Baltzer Hansen
- Born: 30 November 1908 Frederikssund, Denmark
- Died: Unknown
- Nationality: Danish

Career history
- 1936: Hackney Wick Wolves

Team honours
- 1936: London Cup winner

= Baltzer Hansen =

Danish motorcycle speedway rider

Alfred Hansen (30 November 1908 - date of death unknown), better known as Baltzer Hansen was a motorcycle speedway rider from Denmark, who rode in the first ever Speedway World Championship competition in 1936.

== Career ==
Hansen was born in 1908, to Lars Christian and Rasmine and was one of three brothers who all went into dirt-track racing (later motorcycle speedway).

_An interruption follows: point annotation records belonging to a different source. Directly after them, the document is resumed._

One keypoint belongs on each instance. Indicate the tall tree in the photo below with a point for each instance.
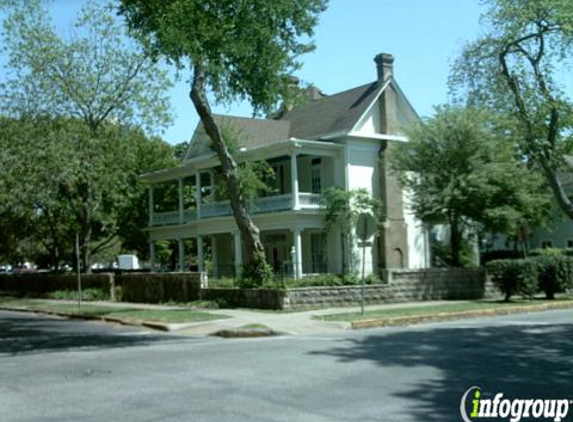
(515, 67)
(461, 172)
(46, 160)
(235, 49)
(97, 78)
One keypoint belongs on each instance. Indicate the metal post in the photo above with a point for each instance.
(78, 271)
(363, 266)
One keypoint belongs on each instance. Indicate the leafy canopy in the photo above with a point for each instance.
(96, 73)
(459, 168)
(516, 67)
(247, 48)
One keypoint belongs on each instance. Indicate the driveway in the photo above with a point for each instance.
(60, 370)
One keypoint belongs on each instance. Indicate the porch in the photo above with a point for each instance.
(196, 192)
(292, 253)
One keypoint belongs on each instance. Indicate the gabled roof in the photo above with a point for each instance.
(250, 132)
(332, 114)
(317, 119)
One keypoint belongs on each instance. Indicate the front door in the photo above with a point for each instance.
(275, 249)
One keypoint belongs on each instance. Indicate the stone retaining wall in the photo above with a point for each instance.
(401, 286)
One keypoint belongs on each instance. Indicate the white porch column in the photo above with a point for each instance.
(212, 180)
(297, 259)
(198, 193)
(200, 258)
(238, 253)
(152, 254)
(214, 260)
(294, 181)
(181, 206)
(151, 205)
(181, 255)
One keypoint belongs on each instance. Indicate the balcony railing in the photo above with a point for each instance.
(307, 201)
(172, 217)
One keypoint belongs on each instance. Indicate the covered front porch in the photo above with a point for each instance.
(292, 253)
(302, 170)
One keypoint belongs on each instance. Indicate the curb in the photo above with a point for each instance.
(245, 333)
(148, 324)
(447, 316)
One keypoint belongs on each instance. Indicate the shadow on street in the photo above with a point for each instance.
(520, 361)
(27, 333)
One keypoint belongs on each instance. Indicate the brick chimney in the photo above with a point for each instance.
(384, 66)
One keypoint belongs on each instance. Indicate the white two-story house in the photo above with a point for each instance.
(333, 140)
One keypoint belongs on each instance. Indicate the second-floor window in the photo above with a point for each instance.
(315, 183)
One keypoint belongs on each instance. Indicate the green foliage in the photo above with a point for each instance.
(95, 73)
(461, 170)
(514, 276)
(342, 208)
(254, 275)
(221, 36)
(87, 294)
(331, 280)
(555, 271)
(515, 68)
(72, 140)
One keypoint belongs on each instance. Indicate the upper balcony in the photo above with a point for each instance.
(302, 171)
(276, 203)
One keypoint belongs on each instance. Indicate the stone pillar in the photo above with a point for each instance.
(198, 193)
(297, 264)
(181, 203)
(214, 260)
(152, 255)
(181, 255)
(151, 205)
(200, 257)
(294, 181)
(238, 253)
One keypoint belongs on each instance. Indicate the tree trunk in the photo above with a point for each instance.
(253, 250)
(86, 235)
(455, 241)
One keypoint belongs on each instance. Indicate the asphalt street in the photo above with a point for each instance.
(58, 370)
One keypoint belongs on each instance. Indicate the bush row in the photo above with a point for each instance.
(551, 271)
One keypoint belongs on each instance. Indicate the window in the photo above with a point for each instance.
(315, 183)
(278, 182)
(318, 252)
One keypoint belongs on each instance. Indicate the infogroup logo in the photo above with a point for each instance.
(474, 406)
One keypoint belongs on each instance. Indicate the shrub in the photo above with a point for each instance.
(87, 294)
(255, 275)
(514, 276)
(331, 280)
(555, 271)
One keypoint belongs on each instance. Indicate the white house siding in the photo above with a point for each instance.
(363, 172)
(418, 238)
(370, 122)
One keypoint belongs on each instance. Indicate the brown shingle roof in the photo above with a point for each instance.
(323, 116)
(331, 114)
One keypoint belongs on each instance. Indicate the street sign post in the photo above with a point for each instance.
(365, 228)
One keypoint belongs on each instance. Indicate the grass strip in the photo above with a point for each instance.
(126, 313)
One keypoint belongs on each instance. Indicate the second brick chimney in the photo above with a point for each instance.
(384, 66)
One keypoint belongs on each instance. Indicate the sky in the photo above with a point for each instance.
(424, 36)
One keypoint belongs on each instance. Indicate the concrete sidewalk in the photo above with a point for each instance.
(293, 323)
(287, 322)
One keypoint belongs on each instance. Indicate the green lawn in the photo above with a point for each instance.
(125, 312)
(430, 310)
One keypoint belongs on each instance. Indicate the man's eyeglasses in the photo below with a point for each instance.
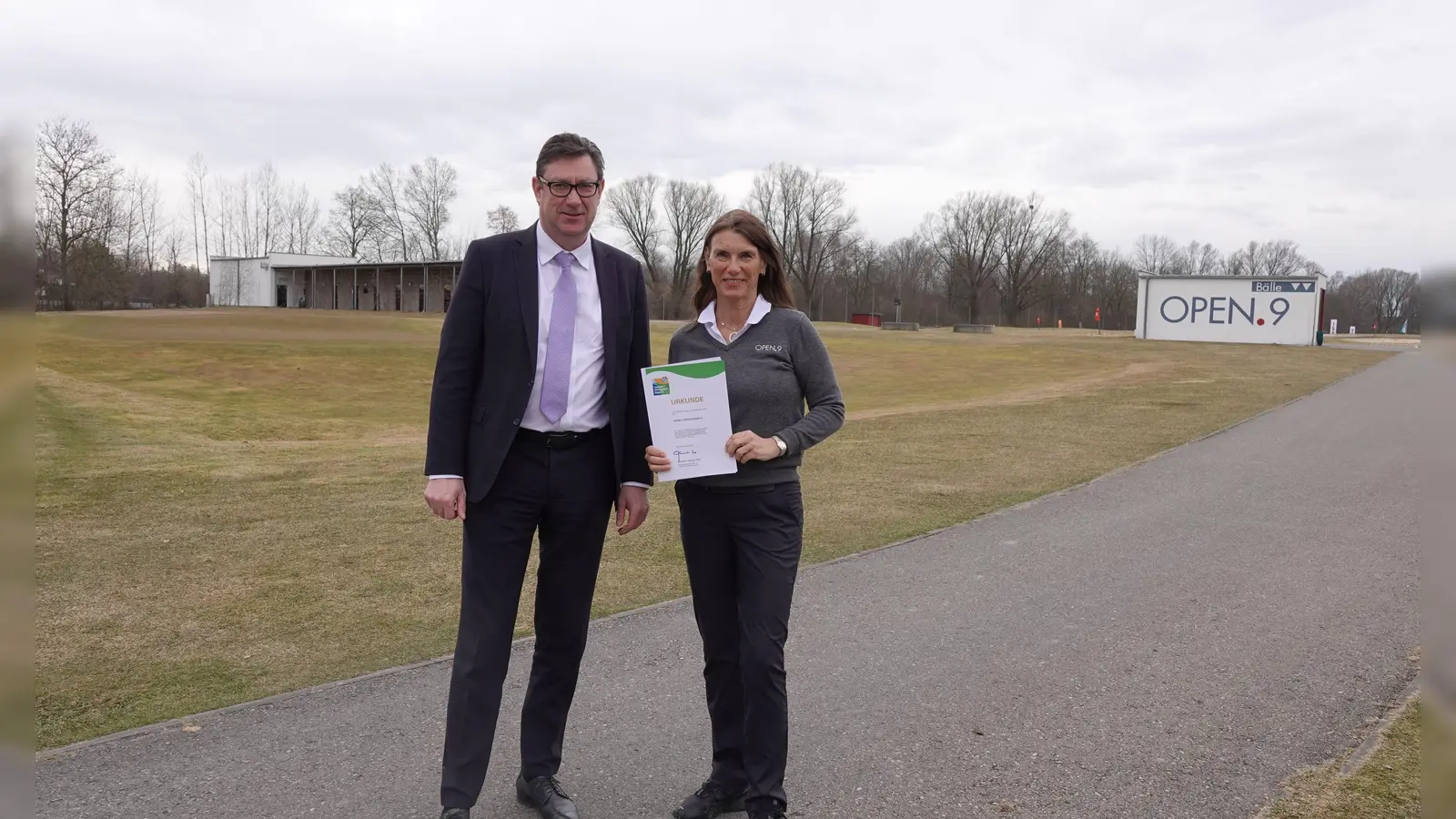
(584, 189)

He won the Danish Individual Speedway Championship (500cc special class) in 1937 and 1938, having previously won Danish Championships in other classes.

Hansen followed his older brother Morian into the British speedway leagues in 1936. West Ham Hammers attempted to sign him in May 1936, but the Speedway Control Board blocked the transfer.

However, later that year, Hansen and another brother Kaj Hansen, also known as Kalle, were due to travel to London to compete in the inaugural 1936 World Championship. Baltzer impressed in the qualifying round and progressed to the Championship round.

To the annoyance of the other British teams (especially West Ham), the Hackney Wick Wolves were given permission to sign him in June 1936, because of their injury problems. The transfer started a season long campaign by clubs to ban overseas riders and West Ham unsuccessfully applied to the Control Board to recall Baltzer's brother Morian (who was still on their retained list). Meanwhile, Baltzer and Morian helped Hackney win the 1936 London Cup.

In 1937, Hansen returned to Denmark to race, following an initial ban on overseas riders and did not return to race in Britain, despite attempts by Hackney to bring him into the team again that season.